CHAPTER XXXVII
Sartoris sat a huddled heap on the floor, with his white snarling face looking out like the head of an angry snake. He was not in the least afraid, and yet the expression of his eyes told that he knew everything was over. As he struggled painfully to his feet, Mary ran forward and guided him to a chair. He did not thank her by so much as a gesture. All the care and tenderness was wasted upon that warped nature.
"If I were not a cripple," he snarled, "this would never have happened. And yet a cursed bag of aching bones has got the better of you all, ay, and would have kept the better, too, if I could only have moved about like the rest. But you are not going to get me to say anything if I sit here all night."
It was a strange scene, altogether,—Sartoris a huddled heap, cursing and snarling in his chair, the man Reggie and the woman Cora standing by, with uneasy grins on their faces, trying to carry it off in a spirit of false bravado. To the right of them stood Bentwood, now quite sober and shaking, and Richford sullen and despairing. Beatrice was in the shadow behind Mark Ventmore. Mary moved forward, followed by Berrington.
"What is the charge?" the man Reggie asked. "What have we done?"
Field shrugged his shoulders. Really the question
did not deserve a reply. Sartoris took up the same line in his snarling voice.
"That's what we want to know," he said. "What is the charge? If you have a warrant, read it aloud. We have every right to know."

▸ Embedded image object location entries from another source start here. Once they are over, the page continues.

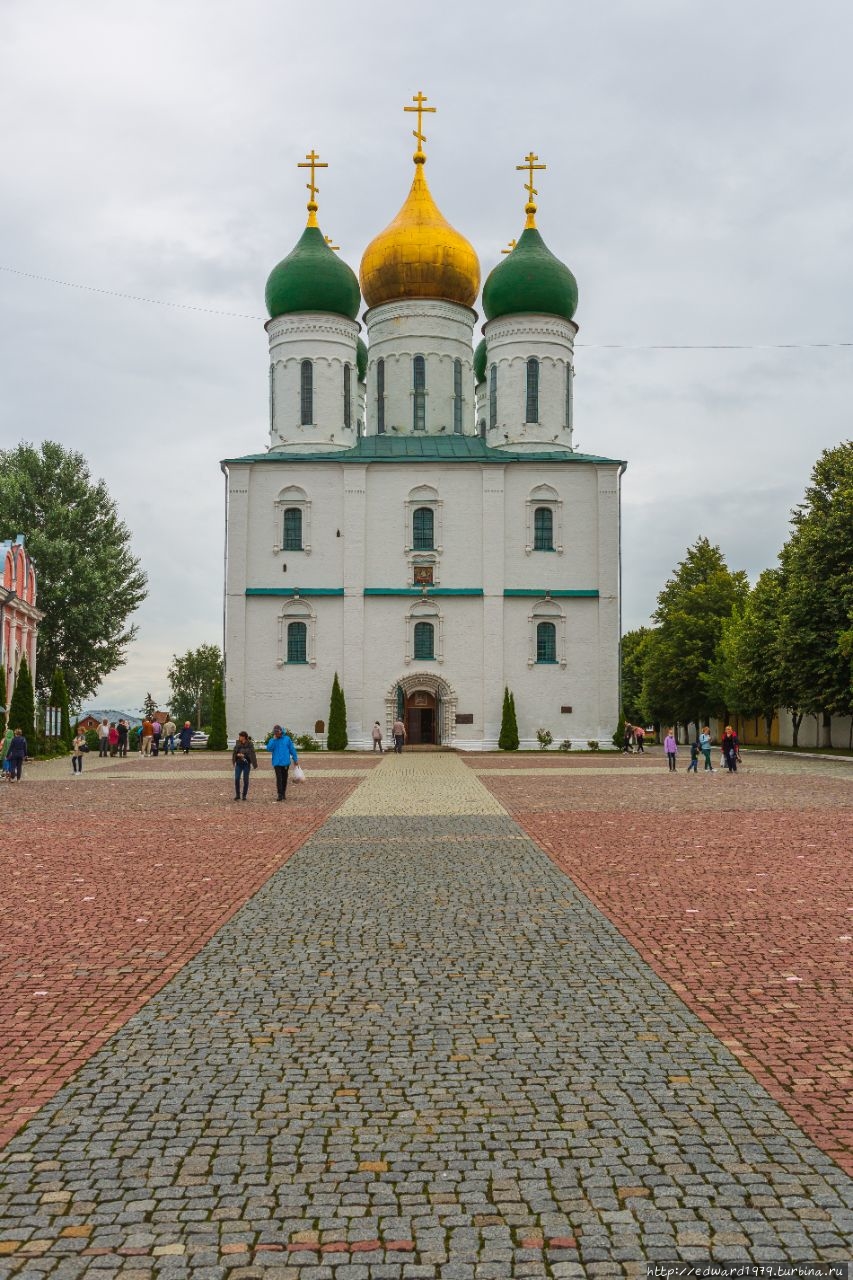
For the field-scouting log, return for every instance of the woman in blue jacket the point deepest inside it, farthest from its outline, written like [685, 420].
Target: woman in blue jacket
[281, 745]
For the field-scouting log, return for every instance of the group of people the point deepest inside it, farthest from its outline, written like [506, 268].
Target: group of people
[282, 752]
[702, 746]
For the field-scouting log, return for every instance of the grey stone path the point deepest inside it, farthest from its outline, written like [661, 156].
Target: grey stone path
[416, 1052]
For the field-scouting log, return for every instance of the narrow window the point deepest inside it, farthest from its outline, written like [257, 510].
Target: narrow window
[347, 396]
[424, 640]
[296, 641]
[292, 540]
[546, 643]
[423, 529]
[543, 529]
[381, 397]
[457, 397]
[419, 400]
[532, 414]
[308, 393]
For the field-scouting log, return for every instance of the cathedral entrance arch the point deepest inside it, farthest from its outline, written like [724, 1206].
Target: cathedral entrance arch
[427, 705]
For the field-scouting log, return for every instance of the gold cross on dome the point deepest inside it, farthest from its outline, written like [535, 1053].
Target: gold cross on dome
[419, 99]
[530, 165]
[313, 163]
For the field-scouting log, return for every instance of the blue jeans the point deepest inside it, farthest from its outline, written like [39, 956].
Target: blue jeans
[241, 769]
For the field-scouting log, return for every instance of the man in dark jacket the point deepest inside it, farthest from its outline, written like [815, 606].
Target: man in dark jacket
[243, 759]
[16, 755]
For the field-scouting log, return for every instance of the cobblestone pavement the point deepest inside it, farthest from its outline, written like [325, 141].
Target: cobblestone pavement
[738, 891]
[416, 1051]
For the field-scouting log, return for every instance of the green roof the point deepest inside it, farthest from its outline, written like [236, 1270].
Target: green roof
[425, 448]
[313, 278]
[530, 279]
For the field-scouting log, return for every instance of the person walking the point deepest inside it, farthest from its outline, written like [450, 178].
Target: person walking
[281, 746]
[243, 759]
[16, 755]
[705, 745]
[78, 750]
[671, 749]
[730, 749]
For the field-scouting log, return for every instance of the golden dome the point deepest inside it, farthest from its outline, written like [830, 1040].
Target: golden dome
[419, 255]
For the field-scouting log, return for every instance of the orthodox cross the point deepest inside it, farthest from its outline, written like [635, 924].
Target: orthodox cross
[530, 165]
[419, 99]
[313, 163]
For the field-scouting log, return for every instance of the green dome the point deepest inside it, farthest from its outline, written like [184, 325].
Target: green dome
[313, 278]
[479, 362]
[530, 279]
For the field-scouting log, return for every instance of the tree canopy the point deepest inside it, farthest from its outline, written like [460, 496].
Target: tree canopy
[192, 679]
[89, 580]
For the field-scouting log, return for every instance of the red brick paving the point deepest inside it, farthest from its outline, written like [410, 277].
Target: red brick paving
[739, 894]
[110, 886]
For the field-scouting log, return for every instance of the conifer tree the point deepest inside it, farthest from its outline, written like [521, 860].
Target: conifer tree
[22, 711]
[337, 736]
[509, 739]
[218, 737]
[59, 698]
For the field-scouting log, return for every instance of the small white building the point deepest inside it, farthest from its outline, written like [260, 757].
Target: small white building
[420, 522]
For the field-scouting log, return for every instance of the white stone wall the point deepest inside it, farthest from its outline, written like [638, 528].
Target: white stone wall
[329, 343]
[439, 332]
[360, 536]
[511, 341]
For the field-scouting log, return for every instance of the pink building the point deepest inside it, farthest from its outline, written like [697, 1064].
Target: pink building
[19, 617]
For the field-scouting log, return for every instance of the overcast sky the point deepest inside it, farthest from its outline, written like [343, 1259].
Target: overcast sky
[699, 184]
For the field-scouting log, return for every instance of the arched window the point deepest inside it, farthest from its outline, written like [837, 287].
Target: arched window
[546, 643]
[306, 389]
[419, 397]
[543, 529]
[532, 411]
[457, 397]
[381, 397]
[424, 640]
[292, 534]
[296, 641]
[347, 396]
[423, 529]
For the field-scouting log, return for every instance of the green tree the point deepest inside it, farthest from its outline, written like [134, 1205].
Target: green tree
[59, 698]
[509, 739]
[89, 580]
[817, 568]
[337, 736]
[192, 679]
[218, 736]
[22, 709]
[690, 609]
[633, 657]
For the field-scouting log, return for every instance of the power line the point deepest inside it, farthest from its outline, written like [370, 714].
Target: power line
[588, 346]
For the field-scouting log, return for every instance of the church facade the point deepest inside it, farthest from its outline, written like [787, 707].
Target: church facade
[420, 522]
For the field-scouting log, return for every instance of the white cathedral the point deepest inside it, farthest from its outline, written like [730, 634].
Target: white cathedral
[420, 522]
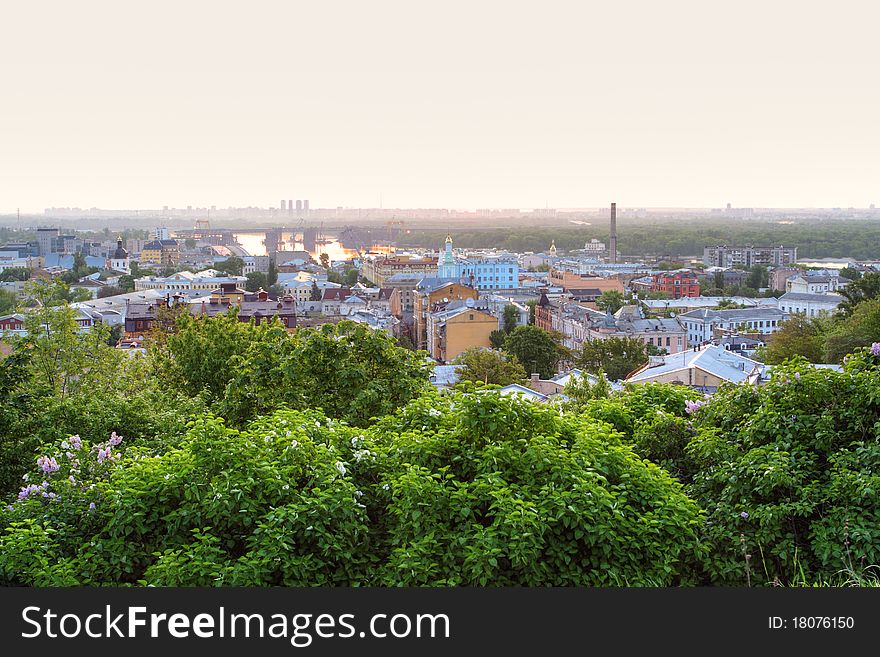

"I have a warrant so far as you are concerned," Field replied. "For the present, you are charged with forgery and uttering a certain document, purporting to be an assignment of mining interests in Burmah from Sir Charles Darryll to yourself. The document is in my pocket, and I can produce it for your inspection, if you like. I need not tell you that there will be other charges later on, but these will suffice for the present."
"That does not touch us, at all," the woman Cora said.